The White House · Thursday, May 21, 2026
On Thursday, May 21, 2026, the President postponed signing an executive order that would have established a voluntary federal review process for powerful AI models before public release. The stated reason was competition with China. Speaking to reporters in the Oval Office, the President said the order could “get in the way” of the American lead, and that he “didn’t want to do anything that’s going to get in the way of that lead.” The order, by all accounts, was modest. It would have formalized — for a ninety-day federal review window — the kind of staged, supervised early deployment that Anthropic had already initiated voluntarily with Project Glasswing for its Mythos model, and that the Department of Commerce’s National Institute of Standards and Technology had announced earlier in the month as a national security review framework. In the public reaction that followed, the debate divided along familiar lines: accelerationists relieved that the lead was not endangered, safety advocates dismayed that oversight was deferred. Neither side, in any account this Foundation has reviewed, asked the question that the Theory of Embedded Intelligence holds to be the only structurally serious one. This essay is about that question — and about what its absence from the May 21 conversation reveals. |
I. The Question That Was Not Asked
The question is not whether to slow the labs. It is not whether oversight will cost the United States its lead. It is not even which capabilities are most dangerous and need to be gated first.

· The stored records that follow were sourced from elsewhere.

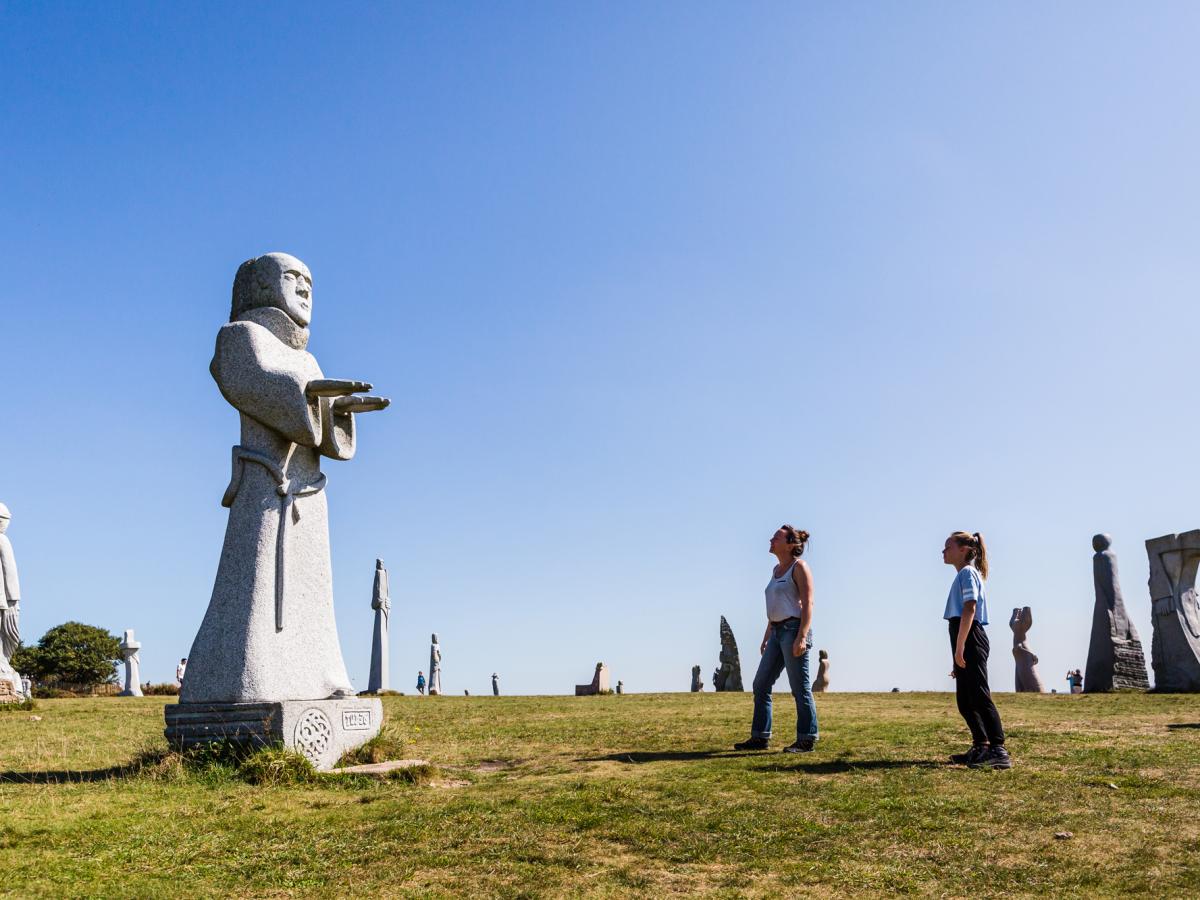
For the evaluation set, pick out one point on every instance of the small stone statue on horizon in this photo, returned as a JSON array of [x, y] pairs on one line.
[[435, 667], [1027, 678], [130, 649], [378, 679], [821, 683], [10, 611]]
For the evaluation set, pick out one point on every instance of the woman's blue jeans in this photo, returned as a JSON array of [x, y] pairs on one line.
[[774, 660]]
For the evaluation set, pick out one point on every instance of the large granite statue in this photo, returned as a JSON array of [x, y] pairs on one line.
[[435, 666], [1027, 678], [131, 651], [1175, 611], [267, 665], [821, 683], [10, 615], [1115, 659], [600, 683], [381, 603], [729, 676]]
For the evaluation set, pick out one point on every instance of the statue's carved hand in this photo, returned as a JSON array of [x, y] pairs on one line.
[[360, 405], [335, 388]]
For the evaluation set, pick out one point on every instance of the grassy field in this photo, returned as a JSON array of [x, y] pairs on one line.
[[617, 796]]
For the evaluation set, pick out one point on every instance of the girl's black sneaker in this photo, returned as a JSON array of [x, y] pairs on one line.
[[995, 759]]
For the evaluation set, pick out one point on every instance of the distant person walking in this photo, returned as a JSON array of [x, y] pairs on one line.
[[785, 645], [966, 611]]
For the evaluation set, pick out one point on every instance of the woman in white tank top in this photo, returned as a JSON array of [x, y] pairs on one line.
[[785, 645]]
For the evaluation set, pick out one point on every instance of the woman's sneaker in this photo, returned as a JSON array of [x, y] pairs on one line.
[[975, 754], [995, 759], [753, 744]]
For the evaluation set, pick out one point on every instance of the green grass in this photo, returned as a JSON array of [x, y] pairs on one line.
[[617, 796]]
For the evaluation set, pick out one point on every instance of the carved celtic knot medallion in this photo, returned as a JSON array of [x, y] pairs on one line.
[[313, 735]]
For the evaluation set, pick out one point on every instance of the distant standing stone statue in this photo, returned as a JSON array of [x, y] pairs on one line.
[[1175, 612], [821, 683], [130, 651], [729, 676], [435, 666], [11, 690], [267, 664], [381, 603], [1115, 658], [1027, 678]]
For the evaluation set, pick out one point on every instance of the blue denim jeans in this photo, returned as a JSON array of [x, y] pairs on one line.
[[774, 660]]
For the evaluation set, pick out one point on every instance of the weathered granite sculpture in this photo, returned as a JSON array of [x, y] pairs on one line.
[[599, 684], [1115, 659], [381, 603], [821, 683], [1027, 678], [130, 651], [729, 676], [1175, 611], [267, 665], [10, 615], [435, 666]]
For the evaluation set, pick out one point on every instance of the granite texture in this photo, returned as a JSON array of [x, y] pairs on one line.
[[1175, 611], [10, 609], [1115, 657], [600, 683], [821, 683], [729, 676], [381, 603], [1027, 678], [131, 649], [269, 633], [321, 730], [435, 683]]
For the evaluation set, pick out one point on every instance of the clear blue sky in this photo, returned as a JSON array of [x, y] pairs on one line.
[[642, 281]]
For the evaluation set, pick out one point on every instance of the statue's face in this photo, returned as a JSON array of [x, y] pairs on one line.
[[291, 283]]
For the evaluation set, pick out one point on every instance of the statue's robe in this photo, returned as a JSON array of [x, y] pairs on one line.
[[244, 651]]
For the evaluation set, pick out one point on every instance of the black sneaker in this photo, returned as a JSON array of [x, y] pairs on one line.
[[975, 754], [995, 759], [801, 747], [753, 744]]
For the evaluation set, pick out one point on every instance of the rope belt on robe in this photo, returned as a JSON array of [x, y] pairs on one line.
[[287, 492]]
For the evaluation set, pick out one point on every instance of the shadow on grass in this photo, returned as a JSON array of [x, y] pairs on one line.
[[774, 763]]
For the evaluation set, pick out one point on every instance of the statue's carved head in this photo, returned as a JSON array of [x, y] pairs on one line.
[[276, 280]]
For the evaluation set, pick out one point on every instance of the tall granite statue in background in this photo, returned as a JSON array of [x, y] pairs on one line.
[[11, 690], [1115, 659], [1175, 612], [131, 651], [729, 676], [435, 666], [1027, 678], [267, 665], [381, 603], [821, 683]]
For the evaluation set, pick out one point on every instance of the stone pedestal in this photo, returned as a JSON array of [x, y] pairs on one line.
[[321, 730]]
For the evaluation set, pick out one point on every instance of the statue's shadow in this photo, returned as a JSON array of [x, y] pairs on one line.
[[767, 762]]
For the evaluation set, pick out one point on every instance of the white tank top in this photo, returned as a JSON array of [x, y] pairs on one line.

The question is: what is the embedded purpose of the systems we are racing to deploy?
This is not a rhetorical reframing. It is a structural one. The Theory of Embedded Intelligence — developed over decades of engineering experience designing systems where capability without specification is recognized as a category error — establishes that intelligence is constituted of three inseparable components. Structure: the architecture. Process: the operation. And Continuity: what the intelligence is for — the embedded values, purposes, and constraints that govern the system’s behavior when no external constraint is present.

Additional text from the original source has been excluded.